Nie ma się co oszukiwać – Lech pruje się jak stare kalesony. Zatrzymywani są kolejni piłkarze, dziś padło na Waldemara Krygera. Jak tak dalej pójdzie, to do wiosny nie doczeka jeszcze kilku byłych zawodników poznańskiego klubu. To wszystko oznacza, że pora, by do ataku wkroczył Wydział Dyscypliny. Czy się to komuś podoba, czy nie, czy ze szkodą dla naszej ligi, czy nie – Lech powinien ponieść takie konsekwencje, jak wszystkie zamieszane w korupcję kluby. Degradacja. Taka kara spadała na inne zespoły i nie widzimy żadnego powodu, żeby w wypadku poznaniaków miało być inaczej.
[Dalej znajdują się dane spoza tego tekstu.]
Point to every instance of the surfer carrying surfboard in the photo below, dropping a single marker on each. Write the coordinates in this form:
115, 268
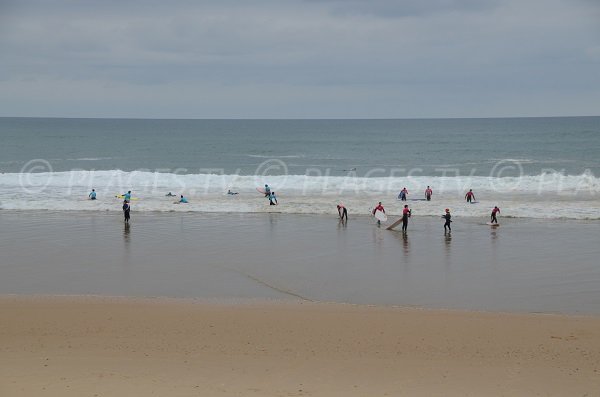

Bełkot, że Lech nie jest Lechem, przyprawia nas o odruchy wymiotne. Mamy wrażenie, że ktoś nam śmieje się w twarz. Dlatego teraz włączamy nasz prywatny licznik – 10 kolejnych tego typu wypowiedzi wychodzących z klubu i przez całą rundę wiosenną w ramach protestu będziemy nazywać “Kolejorza” Amiką. Wiecie – “Amica zremisowała z Udinese”, “Amica liderem ekstraklasy”. Prawnicze zagrywki mogą być skuteczne przed sądem, ale nie zagłuszą zdrowego rozsądku. Jeśli pan Masiota – prawnik opowiadający o zupełnie nowym Lechu – ma być powiewem świeżości w zarządzie PZPN, symbolem zmian, to bardzo dziękujemy za taki powiew. Bardziej nam to przypomina smrodliwego bąka. Swąd krętactwa, jaki już doskonale znamy.
Przez całe lata Lech zmieniał nazwy (KKS, WKP…), żeby uciekać od długów, co w praktyce było zwykłym złodziejstwem. Ale dość tego. Konsekwencje mogły ponieść Arka, Zagłębie Lubin, Korona, Zagłębie Sosnowiec, to może i poznański klub. Ł»e się prężnie rozwija? Zagłębie Lubin też się rozwija, ma mocny skład, buduje stadion, a mimo wszystko zostało przegonione z ekstraklasy. Popularność “Kolejorza” nie powinna mieć tu żadnego znaczenia, bo jeśli kara ma być uzależniona od frekwencji, to dochodzimy do absurdu.
PZPN teraz MUSI znaleźć most łączący dawnego Lecha z obecnym. W przeciwnym razie cała walka z korupcją okaże się żartem. Okaże się bitwą między oszustami – kto tym razem okantuje wszystkich najlepiej? A przecież nie o to chodziło.